En dépit de ce qui précède, la réunion de l’OMC risque fort d’être, aussi, une tromperie, ou, à tout le moins, un sacré malentendu. Car cette conférence est censée permettre l’ouverture d’un nouveau « round » de négociations libéralisant davantage encore les échanges planétaires. Successeur du défunt Gatt, l’OMC tente, en effet, et on ne saurait l’en blâmer, de mettre un peu d’ordre dans le commerce mondial.

Le hic, c’est que son discours économique, farouchement occidental, prête au libéralisme bien plus qu’il ne peut donner. Les très mal-nommés échanges internationaux ne sont jamais que des rapports de force, alors que le commerce ne devient vraiment vecteur de développement que lorsqu’il s’appuie sur des règles équitables. Le déséquilibre croissant avec le tiers-monde prouve que l’on en est loin : la liste des Etats pudiquement baptisés PMA (pays les moins avancés) s’allonge d’année en année. En cause, notamment, le déséquilibre agroalimentaire entre le Nord et le Sud en raison des subventions massives des pays riches à leur agriculture, et le maintien de tarifs douaniers trop pénalisants pour les moins nantis. Sauf lorsque nos propres intérêts sont en jeu : le Pakistan bénéficie depuis peu d’extraordinaires largesses tant en matière financière que d’exportation de ses produits (oublié, le travail des enfants…) parce qu’il est devenu un enjeu politique majeur… Mais la plupart des autres pays n’ont pas cette « chance » : à la très modeste échelle belge, l’opération 11.11.11 rappelle, en ce moment même, le chemin qui reste à parcourir.

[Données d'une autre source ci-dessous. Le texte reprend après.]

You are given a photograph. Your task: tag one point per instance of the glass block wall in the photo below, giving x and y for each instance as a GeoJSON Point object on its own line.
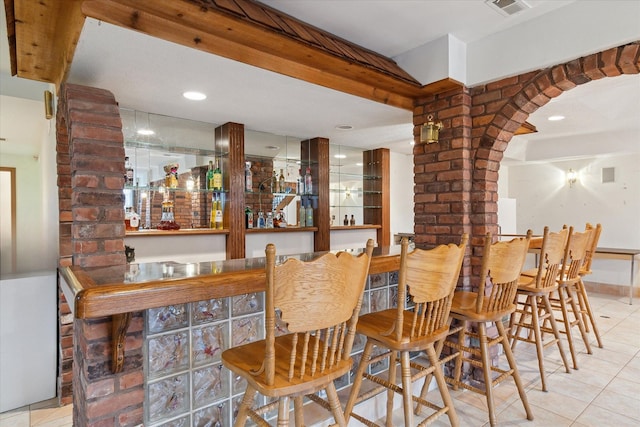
{"type": "Point", "coordinates": [186, 384]}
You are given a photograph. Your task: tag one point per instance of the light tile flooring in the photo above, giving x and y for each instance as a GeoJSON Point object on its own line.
{"type": "Point", "coordinates": [604, 391]}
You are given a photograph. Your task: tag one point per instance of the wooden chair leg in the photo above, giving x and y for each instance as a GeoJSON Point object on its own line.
{"type": "Point", "coordinates": [578, 318]}
{"type": "Point", "coordinates": [393, 357]}
{"type": "Point", "coordinates": [535, 324]}
{"type": "Point", "coordinates": [442, 385]}
{"type": "Point", "coordinates": [563, 296]}
{"type": "Point", "coordinates": [334, 404]}
{"type": "Point", "coordinates": [245, 404]}
{"type": "Point", "coordinates": [283, 412]}
{"type": "Point", "coordinates": [586, 306]}
{"type": "Point", "coordinates": [556, 332]}
{"type": "Point", "coordinates": [357, 381]}
{"type": "Point", "coordinates": [486, 371]}
{"type": "Point", "coordinates": [407, 395]}
{"type": "Point", "coordinates": [298, 410]}
{"type": "Point", "coordinates": [512, 365]}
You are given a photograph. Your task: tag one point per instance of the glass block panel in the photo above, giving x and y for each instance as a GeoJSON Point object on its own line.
{"type": "Point", "coordinates": [366, 307]}
{"type": "Point", "coordinates": [379, 300]}
{"type": "Point", "coordinates": [167, 318]}
{"type": "Point", "coordinates": [379, 280]}
{"type": "Point", "coordinates": [247, 304]}
{"type": "Point", "coordinates": [210, 384]}
{"type": "Point", "coordinates": [208, 342]}
{"type": "Point", "coordinates": [213, 416]}
{"type": "Point", "coordinates": [210, 310]}
{"type": "Point", "coordinates": [393, 277]}
{"type": "Point", "coordinates": [168, 398]}
{"type": "Point", "coordinates": [246, 330]}
{"type": "Point", "coordinates": [168, 353]}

Un espoir, néanmoins ? Oui, mais fragile. La récession américaine et le soutien que les Etats-Unis espèrent dans leur lutte contre le terrorisme devraient pousser l’Oncle Sam, grand inspirateur de la politique de l’OMC, à davantage d’ouverture à l’égard des problèmes du reste du monde. De même, la voix de certains pays pauvres semble avoir porté avec plus de vigueur que d’habitude dans les préparatifs de la réunion de l’OMC. Enfin, l’émergence d’une opinion publique internationale en faveur d’une autre mondialisation, qui remet l’humain au coeeur des préoccupations, ne peut plus être ignorée. Les divergences restent cependant très vives entre les Etats-Unis et l’Europe, entre le Nord et le Sud. Certains observateurs redoutent déjà un échec.

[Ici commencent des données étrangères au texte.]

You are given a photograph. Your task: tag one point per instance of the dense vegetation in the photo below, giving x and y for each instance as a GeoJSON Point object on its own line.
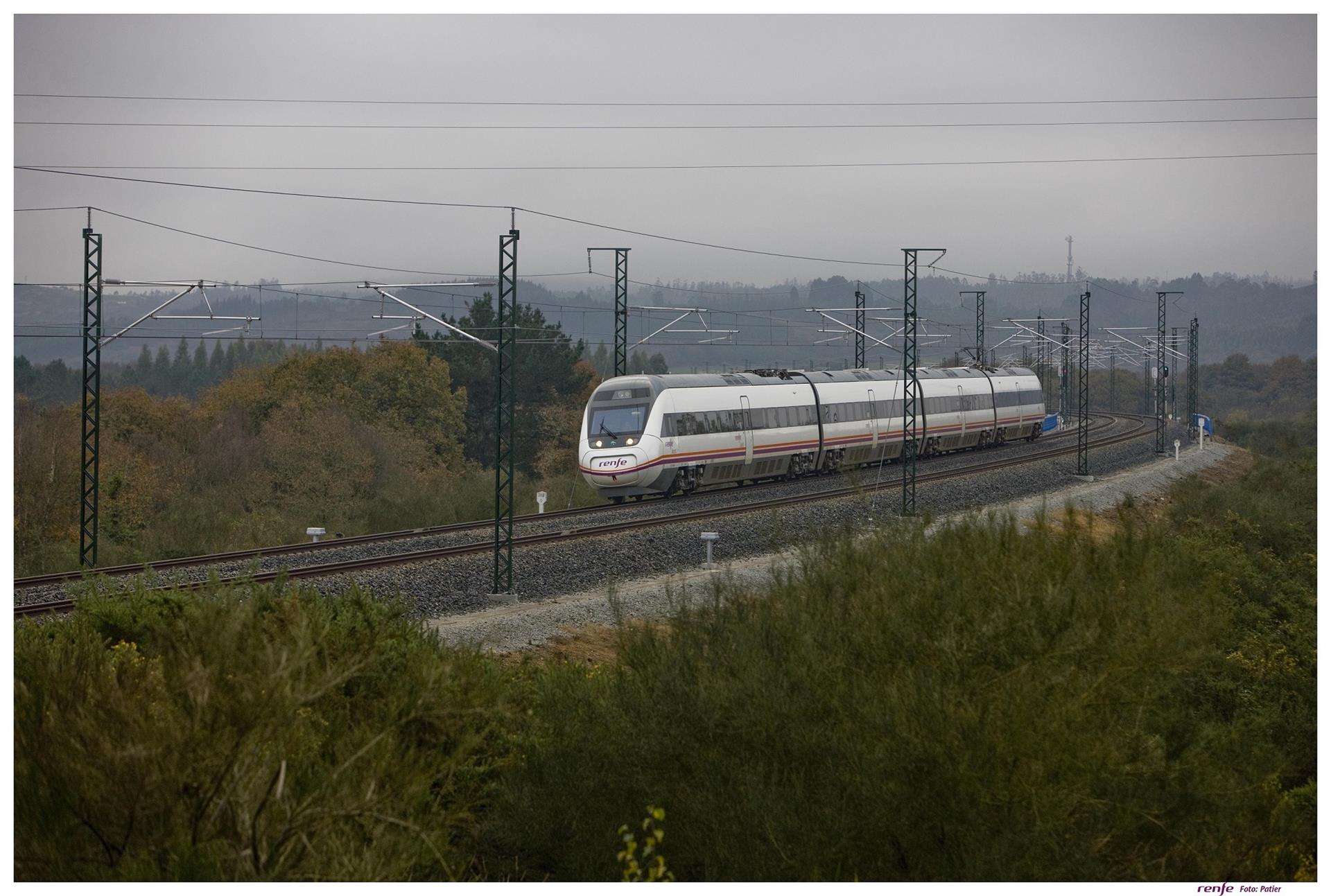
{"type": "Point", "coordinates": [351, 441]}
{"type": "Point", "coordinates": [163, 374]}
{"type": "Point", "coordinates": [1077, 702]}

S’y ajoute une autre crainte, de taille. Celle de rester dans une vision manichéenne de l’humanité. A l’instar de la Banque mondiale, l’OMC a une fâcheuse tendance à croire que le commerce est le seul remède aux maux de la planète. Et que la libéralisation des échanges entraîne de facto un supplément de richesse. Ce qui est vrai pour les pays riches. Et faux pour les pays pauvres, comme l’a rappellé le dernier Nobel d’économie. Or confondre business et thérapie, opposer le dieu du marché à celui des fanatiques, c’est un peu court comme programme politique lorsqu’il s’agit de gouverner le monde.